Em Mato Grosso o funding da soja safra 2025/26 indica um cenário de crédito mais restrito, com maior protagonismo do Sistema Financeiro e das Multinacionais no custeio, em condições mais seletivas. Levantamento do Imea mostra que a maior participação no financiamento da oleaginosa vem do sistema financeiro, com 35,4%, seguido pelas multinacionais, com 30,7%, e pelos recursos próprios dos produtores, com 23,5%. Já os bancos com recursos federais representam apenas 5,1%, percentual inferior ao das revendas, que respondem por 5,3%. Em termos concretos, o crédito rural oficial, especialmente em condições controladas ou equalizadas, não tem acompanhado a real necessidade de financiamento do setor produtivo.

“O quadro atual retrata que o problema não está na falta de produção.

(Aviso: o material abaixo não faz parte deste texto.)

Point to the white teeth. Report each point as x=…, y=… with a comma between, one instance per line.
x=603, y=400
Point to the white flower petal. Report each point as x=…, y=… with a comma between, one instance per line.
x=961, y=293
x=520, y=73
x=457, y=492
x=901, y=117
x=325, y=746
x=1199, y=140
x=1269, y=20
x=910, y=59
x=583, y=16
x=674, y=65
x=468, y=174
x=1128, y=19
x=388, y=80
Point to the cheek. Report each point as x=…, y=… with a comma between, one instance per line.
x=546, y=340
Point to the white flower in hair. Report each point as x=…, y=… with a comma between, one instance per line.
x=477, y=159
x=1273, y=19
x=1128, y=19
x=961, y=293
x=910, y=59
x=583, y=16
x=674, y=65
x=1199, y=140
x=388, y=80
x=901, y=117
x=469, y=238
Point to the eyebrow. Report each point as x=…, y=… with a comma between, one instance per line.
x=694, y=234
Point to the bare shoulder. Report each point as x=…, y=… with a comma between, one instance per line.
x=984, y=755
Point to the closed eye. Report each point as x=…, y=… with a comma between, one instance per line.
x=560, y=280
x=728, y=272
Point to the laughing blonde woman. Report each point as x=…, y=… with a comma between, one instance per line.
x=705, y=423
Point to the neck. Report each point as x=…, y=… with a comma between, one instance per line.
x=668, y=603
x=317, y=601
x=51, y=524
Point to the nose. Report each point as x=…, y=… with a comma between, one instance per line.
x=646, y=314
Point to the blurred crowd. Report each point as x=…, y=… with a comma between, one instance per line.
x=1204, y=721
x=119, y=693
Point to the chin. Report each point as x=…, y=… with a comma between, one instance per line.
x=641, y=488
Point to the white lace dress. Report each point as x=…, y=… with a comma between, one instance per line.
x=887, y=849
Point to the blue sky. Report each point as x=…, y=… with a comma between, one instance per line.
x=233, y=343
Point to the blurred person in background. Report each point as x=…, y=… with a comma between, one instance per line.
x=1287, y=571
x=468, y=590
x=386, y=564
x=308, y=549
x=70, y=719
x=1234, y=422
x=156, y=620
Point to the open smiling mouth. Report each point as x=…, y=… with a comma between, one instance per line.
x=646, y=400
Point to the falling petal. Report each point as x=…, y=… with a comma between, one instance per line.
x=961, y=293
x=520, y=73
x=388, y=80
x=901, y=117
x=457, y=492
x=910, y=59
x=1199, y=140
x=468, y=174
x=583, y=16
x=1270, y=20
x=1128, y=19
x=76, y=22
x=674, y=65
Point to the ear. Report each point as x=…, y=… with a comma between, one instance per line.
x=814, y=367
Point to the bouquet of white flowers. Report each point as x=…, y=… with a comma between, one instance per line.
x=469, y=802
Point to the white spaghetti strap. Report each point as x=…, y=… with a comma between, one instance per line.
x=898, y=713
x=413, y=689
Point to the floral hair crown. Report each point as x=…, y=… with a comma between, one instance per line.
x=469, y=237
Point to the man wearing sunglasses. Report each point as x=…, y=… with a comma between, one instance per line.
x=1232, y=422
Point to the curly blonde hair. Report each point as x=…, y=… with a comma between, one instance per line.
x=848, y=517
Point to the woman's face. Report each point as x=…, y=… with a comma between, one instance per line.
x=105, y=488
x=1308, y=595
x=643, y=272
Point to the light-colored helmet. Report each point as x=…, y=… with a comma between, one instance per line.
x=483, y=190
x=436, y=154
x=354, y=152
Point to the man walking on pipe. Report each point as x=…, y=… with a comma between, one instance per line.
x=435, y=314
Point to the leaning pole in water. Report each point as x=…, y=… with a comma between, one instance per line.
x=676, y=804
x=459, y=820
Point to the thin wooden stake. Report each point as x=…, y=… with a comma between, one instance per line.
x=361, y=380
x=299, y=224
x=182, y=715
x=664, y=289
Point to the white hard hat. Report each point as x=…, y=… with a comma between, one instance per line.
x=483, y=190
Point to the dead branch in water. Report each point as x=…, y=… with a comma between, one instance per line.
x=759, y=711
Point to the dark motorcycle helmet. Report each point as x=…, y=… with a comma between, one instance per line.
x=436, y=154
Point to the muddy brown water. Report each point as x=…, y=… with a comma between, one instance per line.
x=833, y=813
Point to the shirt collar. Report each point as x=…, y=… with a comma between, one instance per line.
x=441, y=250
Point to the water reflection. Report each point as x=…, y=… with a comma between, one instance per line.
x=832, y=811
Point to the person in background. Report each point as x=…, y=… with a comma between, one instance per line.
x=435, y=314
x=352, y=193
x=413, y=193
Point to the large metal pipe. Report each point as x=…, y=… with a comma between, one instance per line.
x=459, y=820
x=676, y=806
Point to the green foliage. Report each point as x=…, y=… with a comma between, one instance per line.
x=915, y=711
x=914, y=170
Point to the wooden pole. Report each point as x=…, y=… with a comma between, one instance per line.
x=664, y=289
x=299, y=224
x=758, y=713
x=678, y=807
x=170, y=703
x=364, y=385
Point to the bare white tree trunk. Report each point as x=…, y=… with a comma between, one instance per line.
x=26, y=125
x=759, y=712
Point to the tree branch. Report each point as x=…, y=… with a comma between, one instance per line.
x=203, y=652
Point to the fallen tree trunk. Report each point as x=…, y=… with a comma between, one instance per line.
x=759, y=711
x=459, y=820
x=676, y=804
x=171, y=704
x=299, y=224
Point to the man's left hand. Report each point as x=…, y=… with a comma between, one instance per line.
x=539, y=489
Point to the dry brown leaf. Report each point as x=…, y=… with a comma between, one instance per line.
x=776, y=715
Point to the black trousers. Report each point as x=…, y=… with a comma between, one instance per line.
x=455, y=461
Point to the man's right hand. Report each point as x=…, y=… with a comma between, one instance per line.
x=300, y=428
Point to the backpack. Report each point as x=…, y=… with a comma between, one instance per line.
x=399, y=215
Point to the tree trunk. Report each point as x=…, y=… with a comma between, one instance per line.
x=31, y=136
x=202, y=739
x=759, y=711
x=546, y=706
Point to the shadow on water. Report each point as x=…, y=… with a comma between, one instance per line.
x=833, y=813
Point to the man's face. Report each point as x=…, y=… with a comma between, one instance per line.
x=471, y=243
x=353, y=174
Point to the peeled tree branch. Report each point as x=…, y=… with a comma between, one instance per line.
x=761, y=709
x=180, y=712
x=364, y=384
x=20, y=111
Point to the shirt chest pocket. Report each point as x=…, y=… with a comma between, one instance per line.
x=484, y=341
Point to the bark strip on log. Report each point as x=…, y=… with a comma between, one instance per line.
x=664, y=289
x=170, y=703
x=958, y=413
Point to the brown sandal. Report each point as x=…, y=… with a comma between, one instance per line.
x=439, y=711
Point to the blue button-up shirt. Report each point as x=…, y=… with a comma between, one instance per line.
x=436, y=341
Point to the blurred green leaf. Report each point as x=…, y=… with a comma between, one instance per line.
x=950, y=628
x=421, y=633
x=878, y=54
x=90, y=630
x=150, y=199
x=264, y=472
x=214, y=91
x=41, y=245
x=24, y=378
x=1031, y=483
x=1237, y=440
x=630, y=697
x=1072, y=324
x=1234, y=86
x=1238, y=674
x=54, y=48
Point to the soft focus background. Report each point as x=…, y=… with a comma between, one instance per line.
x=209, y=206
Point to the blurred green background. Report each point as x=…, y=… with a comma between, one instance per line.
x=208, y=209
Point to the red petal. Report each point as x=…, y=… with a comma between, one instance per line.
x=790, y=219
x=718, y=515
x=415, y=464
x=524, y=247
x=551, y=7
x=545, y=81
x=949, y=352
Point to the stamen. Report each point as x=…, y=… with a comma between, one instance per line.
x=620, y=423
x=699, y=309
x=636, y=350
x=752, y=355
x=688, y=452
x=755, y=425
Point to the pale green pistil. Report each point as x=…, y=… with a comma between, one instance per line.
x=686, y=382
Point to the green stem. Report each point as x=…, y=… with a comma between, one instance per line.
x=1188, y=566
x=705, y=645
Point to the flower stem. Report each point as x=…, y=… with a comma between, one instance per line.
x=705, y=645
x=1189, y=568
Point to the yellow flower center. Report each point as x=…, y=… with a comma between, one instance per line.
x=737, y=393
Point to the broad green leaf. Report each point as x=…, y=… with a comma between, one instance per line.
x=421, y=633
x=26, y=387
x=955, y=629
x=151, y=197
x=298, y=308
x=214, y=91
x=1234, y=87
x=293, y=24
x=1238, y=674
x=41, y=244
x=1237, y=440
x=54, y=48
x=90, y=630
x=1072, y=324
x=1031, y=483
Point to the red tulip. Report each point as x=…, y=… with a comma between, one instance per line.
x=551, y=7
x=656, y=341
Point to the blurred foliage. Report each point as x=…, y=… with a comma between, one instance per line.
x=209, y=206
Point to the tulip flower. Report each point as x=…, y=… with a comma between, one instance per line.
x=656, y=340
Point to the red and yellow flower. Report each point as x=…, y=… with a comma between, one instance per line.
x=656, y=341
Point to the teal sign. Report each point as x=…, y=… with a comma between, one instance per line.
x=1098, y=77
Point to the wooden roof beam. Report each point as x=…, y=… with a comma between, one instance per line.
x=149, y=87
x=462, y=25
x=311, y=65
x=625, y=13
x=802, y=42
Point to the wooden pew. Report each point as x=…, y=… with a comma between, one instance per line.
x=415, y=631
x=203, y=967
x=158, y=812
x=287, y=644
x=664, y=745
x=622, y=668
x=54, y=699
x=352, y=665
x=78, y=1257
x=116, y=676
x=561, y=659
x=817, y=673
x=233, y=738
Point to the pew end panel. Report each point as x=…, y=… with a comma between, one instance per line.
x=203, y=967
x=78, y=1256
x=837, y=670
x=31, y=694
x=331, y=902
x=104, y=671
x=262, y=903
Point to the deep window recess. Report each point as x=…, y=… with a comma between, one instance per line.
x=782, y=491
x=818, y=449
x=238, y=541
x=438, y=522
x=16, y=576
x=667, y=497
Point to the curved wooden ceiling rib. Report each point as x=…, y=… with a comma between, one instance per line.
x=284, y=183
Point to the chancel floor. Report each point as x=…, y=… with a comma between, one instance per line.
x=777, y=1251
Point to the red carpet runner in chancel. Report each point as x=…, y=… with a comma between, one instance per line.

Mato Grosso segue produtivo, competitivo e essencial para o Brasil. A dificuldade está no desequilíbrio econômico da atividade: produzir custa cada vez mais, o crédito pesa no fluxo de caixa, os riscos climáticos aumentam e os preços recebidos nem sempre acompanham a elevação das despesas. Medidas como o PL 5.122/2023 precisam avançar porque atacam o endividamento rural de forma estruturante. A proposta não pode ser tratada como simples custo fiscal. Ela reorganiza dívidas, viabiliza crédito e recompõe a capacidade de pagamento. Sem isso, ficam em risco a produção, a segurança alimentar e a sustentabilidade econômica da atividade rural”, enfatiza o presidente da Aprosoja MT, Lucas Costa Beber.

O VBP confirma que a agricultura de Mato Grosso é estratégica para o Brasil. Mas esse resultado não pode servir de argumento para minimizar o endividamento de quem produz ou para criar travas artificiais às soluções necessárias. Produzir muito não significa estar financeiramente saudável. O VBP mostra a grandeza da produção, mas não releva o peso dos ônus, dos juros e das dívidas que o produtor carrega para manter a atividade de pé, garantir abastecimento, movimentar a economia e contribuir para geração de emprego e renda.